After her mother's death in 2010, Celine Marchbank started to clear out her mother's house, sorting through everything she had left behind. As she stood staring at the boxes in her home, still in a state of shock, she began to discover her recipes, beautiful handwritten notes. Her mother Sue Miles, had been a head-chef for 40 years; described in her obituary in The Guardian as 'the doyenne of the British restaurant revolution' She was also one of the first female head chefs in Britain.
Celine felt an overpowering need to do something with these, for her mother and for herself. Celine decided to cook her mother's recipes, to learn the things they hadn't got round to and photograph the process. She wanted to feel the warmth of eating her mother's food again, to feel the sense of being nurtured and cared for once more. The recipes were haunted with memories; the smells took her back to moments they shared like nothing else, and the more she continued the more she felt connected to her mother.
But this is not a cookbook. A Stranger in my Mother's Kitchen is a book that shares a universal story of loss whilst also celebrating a food legacy. The book includes colour photographs, writings on grief, text contributions and a selection of 17 printed recipes as inserts in the book.
A Stranger in My Mother's Kitchen follows on from Celine's critically acclaimed first book Tulip, about the last year of her mother's life. Chosen as 'Photo Book of the Month' by Sean O'Hagan in The Observer and 'Photo Book of The Week' by photo-eye, it featured in The British Journal of Photography, BBC News, The Guardian, The Times Literary Supplement, The Independent, The Telegraph Magazine and Vanity Fair amongst many others.
is a British photographic artist based in London.

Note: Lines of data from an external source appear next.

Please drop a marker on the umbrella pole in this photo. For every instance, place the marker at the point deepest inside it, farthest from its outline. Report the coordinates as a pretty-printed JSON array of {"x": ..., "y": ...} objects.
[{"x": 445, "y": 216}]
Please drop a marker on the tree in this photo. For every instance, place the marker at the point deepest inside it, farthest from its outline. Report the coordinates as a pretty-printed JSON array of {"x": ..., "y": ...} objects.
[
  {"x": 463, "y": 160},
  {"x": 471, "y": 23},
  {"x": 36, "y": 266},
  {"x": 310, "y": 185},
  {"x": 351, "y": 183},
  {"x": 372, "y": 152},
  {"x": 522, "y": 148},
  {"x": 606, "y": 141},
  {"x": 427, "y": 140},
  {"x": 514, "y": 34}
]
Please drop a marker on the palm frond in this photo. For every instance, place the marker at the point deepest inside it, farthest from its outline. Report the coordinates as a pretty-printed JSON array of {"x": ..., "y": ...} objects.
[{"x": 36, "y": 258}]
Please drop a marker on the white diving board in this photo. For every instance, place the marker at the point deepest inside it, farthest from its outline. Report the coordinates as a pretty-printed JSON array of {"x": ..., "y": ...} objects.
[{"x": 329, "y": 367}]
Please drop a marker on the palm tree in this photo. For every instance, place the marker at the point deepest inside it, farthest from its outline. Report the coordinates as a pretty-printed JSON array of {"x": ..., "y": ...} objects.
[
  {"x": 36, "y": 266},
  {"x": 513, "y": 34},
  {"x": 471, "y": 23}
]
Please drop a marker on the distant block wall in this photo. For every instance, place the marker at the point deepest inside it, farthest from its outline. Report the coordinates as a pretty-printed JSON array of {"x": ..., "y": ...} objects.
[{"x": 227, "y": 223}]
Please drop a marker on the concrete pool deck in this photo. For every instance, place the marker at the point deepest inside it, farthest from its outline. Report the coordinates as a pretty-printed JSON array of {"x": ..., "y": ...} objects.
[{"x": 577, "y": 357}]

Her practice explores everyday life, fascinated by the quiet details of domesticity, with a particular interest in home, family and community.
Celine's first book; Tulip, the story of the last year of her mother's life, was published by Dewi Lewis Publishing in 2016, where it was met with widespread acclaim and exhibited and published nationally and internationally. Named Photo Book of the Month by Sean O'Hagan in The Observer newspaper and Photo Book of The Week by Photo-Eye, featured in The British Journal of Photography, BBC News, The Guardian, The Times Literary Supplement, The Independent, The Telegraph Magazine, Vanity Fair and Photomonitor amongst others.
Her work has won and been a selected finalist for a series of awards. In 2017 Celine was a winner in the documentary category in the Julia Margaret Cameron Award for Women Photographers, Jury's Selection for the Prix Virginia International Photography Prize for Women, and category winner in the Creative Review Photography Annual. Her work has also been shortlisted in several photography awards including The European Publishers Award For Photography, The Deutsche Bank Photography Award, Magenta Flash Forward Awards, The Lucie Foundation Grant, a finalist in the Emergentes DST International Photography Award, and the winner of the Hereford Photography Festival Open Here award.
In 2020 she completed a 2-3 year commission for the CONNECT NHS public arts programme at Brighton Hospital, a partnership between Photoworks, Brighton & Sussex NHS Hospital Trust and Willis Newson, creating a permanent collection of photographic artworks for the new hospital.
Celine is a lecturer in Photography on both the BA (Hons) Photography at Falmouth University and the MA Photojournalism & Documentary Photography at London College of Communication (UAL), and a Fellow of the Royal Society of the Arts (RSA).